Later at the hospital, the doctor explained how, with chunks of my finger and its joint missing, I’d be better off without reattaching my finger. “But, doc,” I implored, “I ride motorcycles, I play drums and guitar – I need my finger!”

Then, in the most surreal moment of my life, the doc placed the detached portion of my finger next to my 4.5-fingered hand to illustrate how much tissue and bone was no longer there. It was a horrifying sight, and I quickly lost my will to explain to the doctor that my plan was better than his. “Okay, put that thing away,” I said queasily.

Check out the simple plastic guard fitted to Aprilia RSV4s below the swingarm that routes errant digits away from a potentially hungry sprocket. Providing it as standard equipment is a classy touch from the Italian manufacturer. I wish my old F2 had such a device.

And that’s the story behind the 10% reduction of time it takes to trim my fingernails. And, as my old buddy Paul Lie quipped afterward, at least I’ve got a better story than if I had lopped off a finger while making a spice rack.

My injury was pretty devastating to me, not to mention it really crimped my barre chord potential on guitar. My mom, always worried about my safety, memorably lamented, “Oh, Kevin you’re no longer whole.” To anyone who hasn’t fallen in love with riding, such a serious injury should be more than enough to cast off motorbikes in the pursuit of more docile escapades such as fishing or backgammon. But I never for a moment thought of quitting riding.

Motorcycles can be hazardous to my health, and I’ve since gone on to prove it several times over when the force of gravity overcame my sense of balance. And yet the sensations of piloting a swift machine that requires a multitude of senses to keep from falling over continues to be one of my life’s greatest pleasures.

Here’s the result of a rear tire overcoming the available traction on a sandy canyon corner a decade or so ago (pay no heed to the tree appearing to grow out of my shoulder – it’s a picture of an x-ray shot outdoors). Notice the misalignment of my collarbone and upper three ribs. What you can’t see is the punctured lung…

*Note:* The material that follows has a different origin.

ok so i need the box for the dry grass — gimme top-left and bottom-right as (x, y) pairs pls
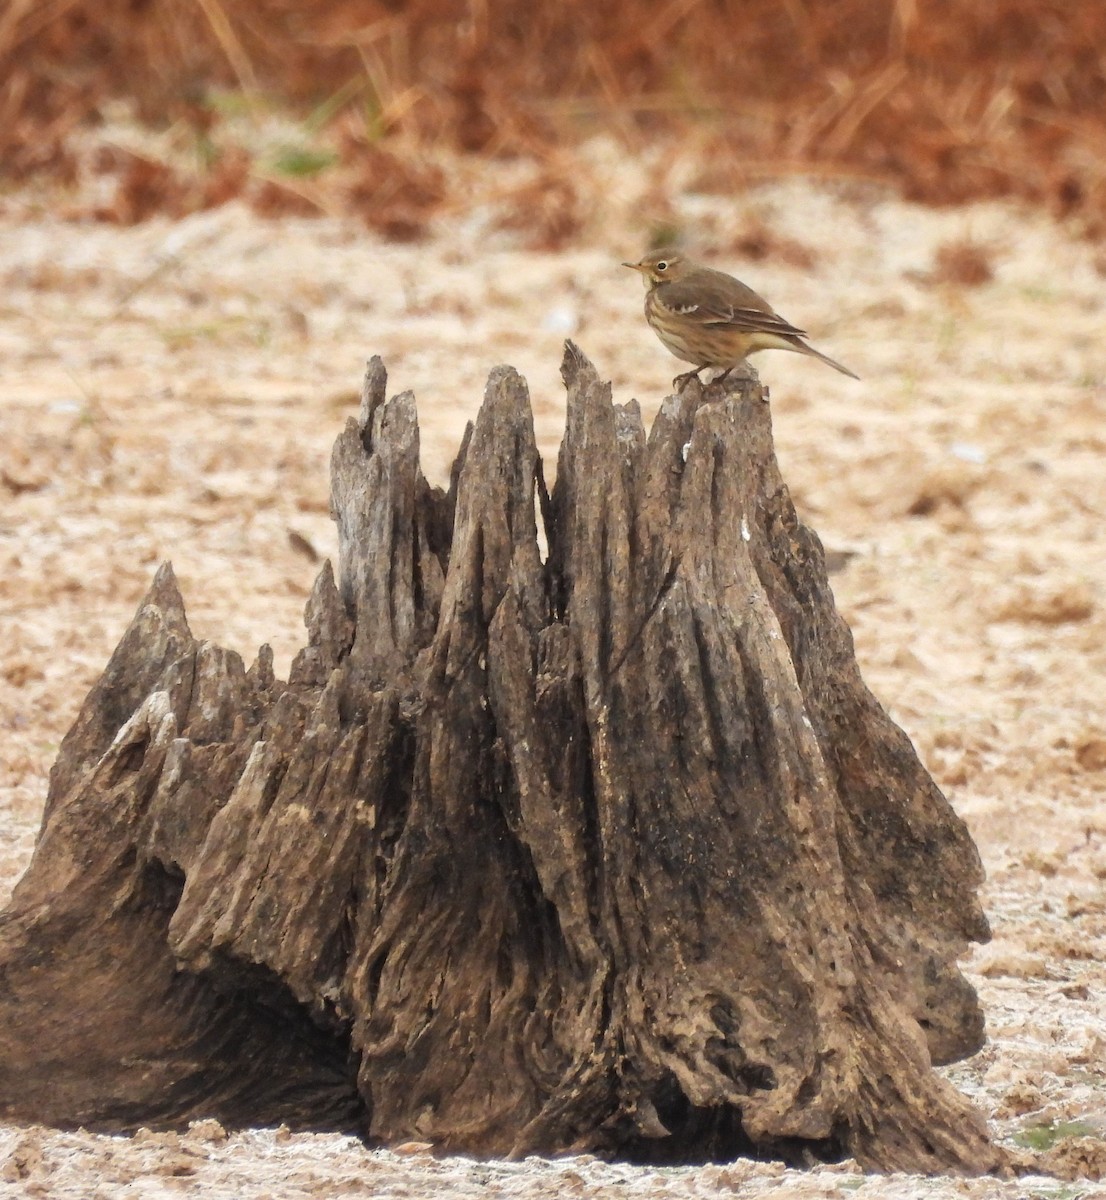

Riding motorcycles does things to a human brain no other vehicle can duplicate, providing a shorter path to one’s emotions. They can range from existential daydreams when riding on an empty road into an endless horizon, to the tingly, all-nerves-firing focus of navigating traffic potentially threatening your mortality from all directions, and countless other heightened emotions in between. Some people are content with lives that are dull. The lives of motorcycle riders are seldom dull.

I love the feeling – the thousands of feelings – of riding a motorcycle, and I can’t imagine my life without that joy. I believe motorcyclists have a bigger thirst for life because they’re not afraid to expose themselves to risk. Yes, we can get hurt. But once having tasted the immense glory of skillfully piloting a ground-bound, two-dimensional airplane, a life lived without motorcycles would seem unduly muted.